Can anyone recommend their best view of Dubai and tell me from where the best vantage point to take it is ? 
Im keen to get a skyline of 'classic' Dubai preferably with water in the foreground that gives that 'Wow' factor ... Thanks


----------



## indoMLA (Feb 6, 2011)

At the Top - Burj Dubai?


----------



## Liamk (Jul 28, 2011)

Can't recommend vantage point with water but the views from inside neural racecourse are stunning. Really gives you the best view of downtown and the scale of the Burj Khalifa. Also you can see right down to the Marina.


----------



## Liamk (Jul 28, 2011)

Meydan even not neural.

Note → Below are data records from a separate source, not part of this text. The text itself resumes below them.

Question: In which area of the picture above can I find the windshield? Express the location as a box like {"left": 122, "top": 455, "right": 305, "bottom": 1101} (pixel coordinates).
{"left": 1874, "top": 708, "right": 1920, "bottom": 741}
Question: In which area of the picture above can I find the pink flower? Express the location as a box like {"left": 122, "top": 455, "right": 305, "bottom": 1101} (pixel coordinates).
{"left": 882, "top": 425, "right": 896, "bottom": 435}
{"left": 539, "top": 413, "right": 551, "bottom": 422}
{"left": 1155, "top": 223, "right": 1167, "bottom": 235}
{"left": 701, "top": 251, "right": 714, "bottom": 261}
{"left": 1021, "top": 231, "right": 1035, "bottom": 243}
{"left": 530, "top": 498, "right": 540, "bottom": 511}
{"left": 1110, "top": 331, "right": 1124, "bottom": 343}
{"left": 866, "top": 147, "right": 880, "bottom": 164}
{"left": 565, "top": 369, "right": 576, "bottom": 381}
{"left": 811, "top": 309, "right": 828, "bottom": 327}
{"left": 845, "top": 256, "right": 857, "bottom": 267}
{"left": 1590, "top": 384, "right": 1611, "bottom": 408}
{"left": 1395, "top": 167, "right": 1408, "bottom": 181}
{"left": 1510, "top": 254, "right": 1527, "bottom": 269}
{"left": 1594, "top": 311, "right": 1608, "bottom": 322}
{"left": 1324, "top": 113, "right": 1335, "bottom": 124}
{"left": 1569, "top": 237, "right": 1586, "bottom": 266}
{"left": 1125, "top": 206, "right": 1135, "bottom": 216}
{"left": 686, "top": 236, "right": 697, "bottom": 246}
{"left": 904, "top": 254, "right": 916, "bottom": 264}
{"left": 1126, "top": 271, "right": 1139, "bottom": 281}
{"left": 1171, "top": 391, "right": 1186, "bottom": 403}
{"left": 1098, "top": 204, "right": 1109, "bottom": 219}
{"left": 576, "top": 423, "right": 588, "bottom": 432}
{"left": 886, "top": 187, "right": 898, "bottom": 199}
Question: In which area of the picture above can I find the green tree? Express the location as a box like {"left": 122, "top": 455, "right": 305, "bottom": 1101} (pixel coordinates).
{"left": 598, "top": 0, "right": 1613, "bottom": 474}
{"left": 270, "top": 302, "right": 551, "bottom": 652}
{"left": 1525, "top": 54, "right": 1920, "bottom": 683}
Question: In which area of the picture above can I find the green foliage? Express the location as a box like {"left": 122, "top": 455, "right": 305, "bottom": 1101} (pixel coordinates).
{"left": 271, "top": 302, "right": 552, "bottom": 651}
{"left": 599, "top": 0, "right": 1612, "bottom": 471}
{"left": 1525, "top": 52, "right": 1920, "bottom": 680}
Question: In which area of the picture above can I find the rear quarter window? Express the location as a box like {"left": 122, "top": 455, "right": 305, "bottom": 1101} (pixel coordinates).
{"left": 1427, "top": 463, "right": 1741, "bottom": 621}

Stupid spell checker lol


----------



## dubaisky (Aug 9, 2010)

Thanks ... Is Neural the name of the RACECOURSE ? Just googled it and coming up blank ... Thanks


----------



## dubaisky (Aug 9, 2010)

Ah Ha ... thanks


----------



## B-Bear (Jan 29, 2010)

*skyline*

Go down to Ras Al Khor.
The skyline early evening just before the sun goes down is amazing.
And if you don't know, Ras Al Khor is where you can see the flamingos.
So if you position yourself right and are taking pictures or setting up for painting, it could be one of the most amazing settings in Dubai.


----------



## dubaisky (Aug 9, 2010)

Thanks again or the ideas, appreciate them


----------



## BedouGirl (Sep 15, 2011)

B-Bear said:


> Go down to Ras Al Khor.
> The skyline early evening just before the sun goes down is amazing.
> And if you don't know, Ras Al Khor is where you can see the flamingos.
> So if you position yourself right and are taking pictures or setting up for painting, it could be one of the most amazing settings in Dubai.


I second that. Have seen some amazing photos taken from this aspect.


----------